Zoom has changed some meeting defaults to make their group calls, webinars, classes etc a bit more secure from intruders. There’s more for a Zoom host should do to protect their meetings, classes and calls.
Two default settings have changed. Passwords must be set for all meetings and the Waiting Room is now on by default.
The password requirement is good but doesn’t go far enough, we’ll explain why and what to do. Waiting Room is a good idea for larger groups when it’s hard to keep track of who is in the meeting or class.
Basic (free) accounts must now set a password for all meetings. The same applies to accounts with a single licensed user.
That’s important because free accounts have a single, unchanging Personal Meeting ID. Anyone who finds that ID can join a non-passworded future meeting.
Hackers and intruders are just trying random meeting ID (a nine digit code) until they find a live and unprotected meeting to join. Or sharing meeting ID’s found online.
For meetings already scheduled with a PMI (Personal Meeting ID) you’ll need to share the new password either directly or send a new meeting link (which has an encrypted password included). That also applies to meetings shared via calendar integration.
Update the password regularly
We suggest a step beyond Zoom’s new settings.
Zoom’s change only goes part way to securing a meeting. They are not requiring the meeting password to be changed.
The password can and should be changed for each meeting or at least on a regular basis (every few days).
If the meeting ID and password don’t change, an intruder could access future meetings with the same settings.
Password setting forced on
Some Zoom password settings defaulted on but hosts could disable them. Now these options are forced on at all times (for free/Basic and single user accounts).
- Require a password when scheduling new meetings / webinars
- Require a password for instant meetings
- Require password for participants joining by phone
One click join
Meeting invitations can be sent as links with an encrypted version of the password, what Zoom calls ‘One-Click Join’.
The link doesn’t disclose the password, just a scrambled version of it. If an intruder gets the link, they can access any meeting using the same meeting ID and password. That’s one reason why we recommend changing the meeting password and resending meeting links.
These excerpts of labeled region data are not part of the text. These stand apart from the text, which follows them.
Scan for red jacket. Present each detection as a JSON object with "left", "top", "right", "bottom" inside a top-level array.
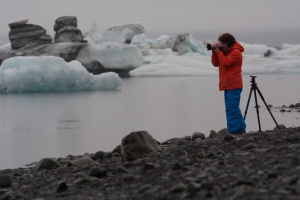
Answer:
[{"left": 211, "top": 42, "right": 244, "bottom": 91}]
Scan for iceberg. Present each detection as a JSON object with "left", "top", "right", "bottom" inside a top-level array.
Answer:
[{"left": 0, "top": 56, "right": 122, "bottom": 93}]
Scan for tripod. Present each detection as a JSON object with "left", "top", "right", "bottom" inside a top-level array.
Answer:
[{"left": 244, "top": 76, "right": 279, "bottom": 132}]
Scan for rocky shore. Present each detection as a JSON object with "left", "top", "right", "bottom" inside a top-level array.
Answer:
[{"left": 0, "top": 127, "right": 300, "bottom": 200}]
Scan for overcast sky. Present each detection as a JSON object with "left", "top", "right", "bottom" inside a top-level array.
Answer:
[{"left": 0, "top": 0, "right": 300, "bottom": 46}]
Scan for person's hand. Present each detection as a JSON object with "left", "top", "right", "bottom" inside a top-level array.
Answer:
[{"left": 212, "top": 47, "right": 219, "bottom": 52}]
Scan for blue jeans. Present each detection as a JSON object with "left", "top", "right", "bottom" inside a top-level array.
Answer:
[{"left": 224, "top": 88, "right": 246, "bottom": 134}]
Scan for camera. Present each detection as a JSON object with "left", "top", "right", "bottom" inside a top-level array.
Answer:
[{"left": 206, "top": 40, "right": 223, "bottom": 51}]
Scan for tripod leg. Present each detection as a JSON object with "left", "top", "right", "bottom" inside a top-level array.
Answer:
[
  {"left": 244, "top": 87, "right": 253, "bottom": 120},
  {"left": 254, "top": 88, "right": 261, "bottom": 132},
  {"left": 257, "top": 88, "right": 280, "bottom": 129}
]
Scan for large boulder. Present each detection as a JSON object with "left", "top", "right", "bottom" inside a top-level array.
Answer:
[
  {"left": 102, "top": 22, "right": 146, "bottom": 44},
  {"left": 54, "top": 16, "right": 85, "bottom": 43},
  {"left": 9, "top": 20, "right": 52, "bottom": 49},
  {"left": 54, "top": 16, "right": 77, "bottom": 32},
  {"left": 121, "top": 131, "right": 161, "bottom": 162},
  {"left": 160, "top": 33, "right": 208, "bottom": 55},
  {"left": 35, "top": 158, "right": 60, "bottom": 170}
]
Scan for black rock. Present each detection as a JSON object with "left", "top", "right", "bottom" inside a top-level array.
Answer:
[
  {"left": 0, "top": 174, "right": 12, "bottom": 188},
  {"left": 9, "top": 20, "right": 52, "bottom": 49},
  {"left": 224, "top": 134, "right": 235, "bottom": 141},
  {"left": 35, "top": 158, "right": 60, "bottom": 170},
  {"left": 93, "top": 151, "right": 105, "bottom": 160},
  {"left": 54, "top": 16, "right": 77, "bottom": 32},
  {"left": 56, "top": 180, "right": 68, "bottom": 192},
  {"left": 89, "top": 167, "right": 107, "bottom": 178}
]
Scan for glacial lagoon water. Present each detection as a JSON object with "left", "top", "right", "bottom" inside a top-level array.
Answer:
[{"left": 0, "top": 74, "right": 300, "bottom": 169}]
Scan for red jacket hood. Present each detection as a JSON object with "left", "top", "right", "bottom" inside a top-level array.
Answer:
[{"left": 226, "top": 42, "right": 244, "bottom": 53}]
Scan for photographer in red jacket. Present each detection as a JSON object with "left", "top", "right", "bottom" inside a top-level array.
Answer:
[{"left": 208, "top": 33, "right": 246, "bottom": 134}]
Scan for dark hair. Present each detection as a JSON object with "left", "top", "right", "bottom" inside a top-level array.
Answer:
[{"left": 219, "top": 33, "right": 236, "bottom": 47}]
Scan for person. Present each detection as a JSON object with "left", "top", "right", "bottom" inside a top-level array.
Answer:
[{"left": 211, "top": 33, "right": 246, "bottom": 134}]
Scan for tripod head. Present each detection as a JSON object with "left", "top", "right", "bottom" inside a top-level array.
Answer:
[{"left": 250, "top": 76, "right": 257, "bottom": 85}]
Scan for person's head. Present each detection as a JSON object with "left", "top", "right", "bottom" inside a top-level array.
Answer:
[{"left": 219, "top": 33, "right": 236, "bottom": 50}]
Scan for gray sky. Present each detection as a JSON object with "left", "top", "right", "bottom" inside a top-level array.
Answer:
[{"left": 0, "top": 0, "right": 300, "bottom": 46}]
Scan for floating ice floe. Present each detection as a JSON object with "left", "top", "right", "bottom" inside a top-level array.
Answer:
[{"left": 0, "top": 56, "right": 122, "bottom": 93}]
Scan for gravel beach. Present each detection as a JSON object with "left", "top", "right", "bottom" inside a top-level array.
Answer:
[{"left": 0, "top": 127, "right": 300, "bottom": 200}]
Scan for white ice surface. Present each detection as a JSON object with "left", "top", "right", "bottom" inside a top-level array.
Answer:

The password inclusion option can be turned off at Settings | Meetings | Embed password in meeting link for one-click join.
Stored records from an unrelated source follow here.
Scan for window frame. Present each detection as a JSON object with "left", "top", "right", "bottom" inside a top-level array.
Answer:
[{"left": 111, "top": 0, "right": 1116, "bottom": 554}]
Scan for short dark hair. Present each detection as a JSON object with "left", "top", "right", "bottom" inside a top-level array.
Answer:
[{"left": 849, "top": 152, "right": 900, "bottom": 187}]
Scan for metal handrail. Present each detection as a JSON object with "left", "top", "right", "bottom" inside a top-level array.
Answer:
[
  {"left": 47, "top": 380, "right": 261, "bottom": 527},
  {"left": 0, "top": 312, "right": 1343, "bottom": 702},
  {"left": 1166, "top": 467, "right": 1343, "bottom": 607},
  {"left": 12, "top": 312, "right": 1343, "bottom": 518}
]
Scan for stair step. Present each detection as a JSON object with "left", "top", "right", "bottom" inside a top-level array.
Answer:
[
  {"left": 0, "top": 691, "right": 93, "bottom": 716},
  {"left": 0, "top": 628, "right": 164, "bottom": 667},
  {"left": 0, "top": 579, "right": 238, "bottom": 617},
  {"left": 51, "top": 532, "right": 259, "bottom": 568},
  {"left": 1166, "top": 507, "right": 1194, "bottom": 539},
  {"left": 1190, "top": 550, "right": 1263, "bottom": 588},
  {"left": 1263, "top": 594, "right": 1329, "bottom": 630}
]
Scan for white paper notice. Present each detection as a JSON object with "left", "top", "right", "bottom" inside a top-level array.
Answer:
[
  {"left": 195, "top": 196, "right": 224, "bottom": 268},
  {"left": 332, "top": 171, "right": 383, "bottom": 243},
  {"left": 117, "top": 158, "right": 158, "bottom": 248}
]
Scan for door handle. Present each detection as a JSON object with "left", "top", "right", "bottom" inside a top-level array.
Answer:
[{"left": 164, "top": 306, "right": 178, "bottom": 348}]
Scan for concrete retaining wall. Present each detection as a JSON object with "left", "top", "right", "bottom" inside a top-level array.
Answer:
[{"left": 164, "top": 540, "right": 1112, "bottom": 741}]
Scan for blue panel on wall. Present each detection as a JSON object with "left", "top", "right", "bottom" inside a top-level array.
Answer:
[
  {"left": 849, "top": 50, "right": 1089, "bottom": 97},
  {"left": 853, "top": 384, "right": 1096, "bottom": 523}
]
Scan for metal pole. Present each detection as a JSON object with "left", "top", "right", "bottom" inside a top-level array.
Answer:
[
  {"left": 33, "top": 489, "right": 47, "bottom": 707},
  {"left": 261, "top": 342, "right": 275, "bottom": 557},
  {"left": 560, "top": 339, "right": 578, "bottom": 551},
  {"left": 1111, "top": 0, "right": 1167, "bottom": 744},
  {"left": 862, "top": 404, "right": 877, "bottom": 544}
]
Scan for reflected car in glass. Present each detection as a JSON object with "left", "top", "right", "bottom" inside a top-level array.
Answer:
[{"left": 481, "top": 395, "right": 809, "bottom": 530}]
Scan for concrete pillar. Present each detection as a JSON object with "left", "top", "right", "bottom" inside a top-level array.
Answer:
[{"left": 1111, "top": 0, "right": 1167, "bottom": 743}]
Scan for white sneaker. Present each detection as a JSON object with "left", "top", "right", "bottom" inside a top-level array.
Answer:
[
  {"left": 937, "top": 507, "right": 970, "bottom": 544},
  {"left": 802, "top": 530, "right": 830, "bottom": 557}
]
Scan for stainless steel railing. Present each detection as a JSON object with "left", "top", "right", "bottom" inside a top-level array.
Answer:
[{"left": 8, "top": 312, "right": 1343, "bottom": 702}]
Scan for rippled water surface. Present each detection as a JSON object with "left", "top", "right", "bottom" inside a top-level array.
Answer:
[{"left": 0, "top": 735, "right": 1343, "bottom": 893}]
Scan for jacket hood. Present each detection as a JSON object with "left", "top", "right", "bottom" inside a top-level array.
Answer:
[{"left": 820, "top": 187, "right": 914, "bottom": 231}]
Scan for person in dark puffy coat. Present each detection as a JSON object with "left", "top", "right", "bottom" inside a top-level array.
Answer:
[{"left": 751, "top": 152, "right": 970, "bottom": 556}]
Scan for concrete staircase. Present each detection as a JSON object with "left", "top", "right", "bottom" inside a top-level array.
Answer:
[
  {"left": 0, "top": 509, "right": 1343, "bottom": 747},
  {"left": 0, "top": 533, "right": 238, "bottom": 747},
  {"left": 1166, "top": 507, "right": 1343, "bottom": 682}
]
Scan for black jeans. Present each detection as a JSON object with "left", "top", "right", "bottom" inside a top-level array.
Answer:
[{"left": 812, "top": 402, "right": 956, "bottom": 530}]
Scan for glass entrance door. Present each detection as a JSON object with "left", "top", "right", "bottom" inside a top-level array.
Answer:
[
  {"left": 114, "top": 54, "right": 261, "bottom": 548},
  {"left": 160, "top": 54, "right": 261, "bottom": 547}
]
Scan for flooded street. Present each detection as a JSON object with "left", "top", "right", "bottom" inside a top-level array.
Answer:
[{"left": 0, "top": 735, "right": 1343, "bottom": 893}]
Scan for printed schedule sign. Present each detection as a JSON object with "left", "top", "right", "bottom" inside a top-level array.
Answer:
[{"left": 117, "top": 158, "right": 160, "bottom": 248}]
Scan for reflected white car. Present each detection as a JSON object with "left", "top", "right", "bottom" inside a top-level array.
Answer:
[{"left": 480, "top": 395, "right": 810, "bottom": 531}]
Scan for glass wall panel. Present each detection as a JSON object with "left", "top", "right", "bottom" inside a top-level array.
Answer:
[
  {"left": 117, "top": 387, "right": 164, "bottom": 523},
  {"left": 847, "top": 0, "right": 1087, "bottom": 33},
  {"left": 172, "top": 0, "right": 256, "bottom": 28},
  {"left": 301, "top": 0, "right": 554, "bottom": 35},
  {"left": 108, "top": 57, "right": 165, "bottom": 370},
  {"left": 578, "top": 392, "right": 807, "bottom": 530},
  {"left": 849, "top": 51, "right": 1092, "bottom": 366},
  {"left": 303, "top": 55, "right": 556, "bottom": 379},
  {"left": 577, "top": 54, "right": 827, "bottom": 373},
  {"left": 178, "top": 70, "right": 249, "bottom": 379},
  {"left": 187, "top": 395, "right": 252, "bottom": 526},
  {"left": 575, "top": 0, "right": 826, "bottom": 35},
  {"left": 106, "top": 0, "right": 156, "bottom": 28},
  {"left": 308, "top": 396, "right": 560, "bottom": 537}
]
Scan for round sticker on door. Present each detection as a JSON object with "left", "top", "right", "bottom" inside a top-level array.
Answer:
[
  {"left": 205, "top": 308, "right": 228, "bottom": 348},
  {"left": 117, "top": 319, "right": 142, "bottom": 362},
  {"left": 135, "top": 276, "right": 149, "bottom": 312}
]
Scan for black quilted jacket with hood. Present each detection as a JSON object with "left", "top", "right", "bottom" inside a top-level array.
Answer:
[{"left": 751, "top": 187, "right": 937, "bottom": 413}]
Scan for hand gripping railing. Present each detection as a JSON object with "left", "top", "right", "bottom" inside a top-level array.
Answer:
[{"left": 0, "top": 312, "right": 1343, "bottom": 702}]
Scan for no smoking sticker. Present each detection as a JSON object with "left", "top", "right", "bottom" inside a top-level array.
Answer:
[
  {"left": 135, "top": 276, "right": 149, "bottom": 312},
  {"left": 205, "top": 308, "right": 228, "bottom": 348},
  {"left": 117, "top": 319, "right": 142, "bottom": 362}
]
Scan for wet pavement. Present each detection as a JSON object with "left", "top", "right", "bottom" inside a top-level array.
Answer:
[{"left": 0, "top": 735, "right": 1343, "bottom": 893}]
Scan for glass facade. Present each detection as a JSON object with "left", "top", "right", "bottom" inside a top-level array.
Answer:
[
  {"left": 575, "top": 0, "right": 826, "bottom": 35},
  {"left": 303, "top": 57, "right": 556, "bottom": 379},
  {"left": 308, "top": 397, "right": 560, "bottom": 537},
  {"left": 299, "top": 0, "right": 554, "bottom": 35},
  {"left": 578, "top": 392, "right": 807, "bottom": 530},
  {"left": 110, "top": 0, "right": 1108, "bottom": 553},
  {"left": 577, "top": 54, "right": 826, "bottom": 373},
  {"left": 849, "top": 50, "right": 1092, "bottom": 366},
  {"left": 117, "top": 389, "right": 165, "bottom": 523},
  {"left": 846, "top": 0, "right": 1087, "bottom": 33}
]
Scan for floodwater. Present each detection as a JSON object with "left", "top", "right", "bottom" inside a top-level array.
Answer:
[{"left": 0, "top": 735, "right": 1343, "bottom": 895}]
Turning this option off means you’ll have to separately give the password to participants which is time consuming and might cause connection hassles.
Perhaps the compromise is to continue using one-click join but change the password regularly. That will stop unwanted people using a meeting link to access later meetings with the same meeting ID and password combination.
The other change is making the Waiting Room enabled by default.
Waiting Room means participants can’t just drop into a meeting, they have to be allowed in either individually or as a group after they’ve used the meeting ID and password to gain access.
It’s an extra admin step for the host but worth it to make sure you know exactly who is joining a meeting, class, webinar etc.
Settings | Meetings | In Meeting (Advanced) | Waiting Room lets you turn it on / off.
Waiting Room makes sense for larger meetings and classes (maybe 5 or 10 plus) when it can be hard to monitor everyone participating and an intruder might hide in the crowd.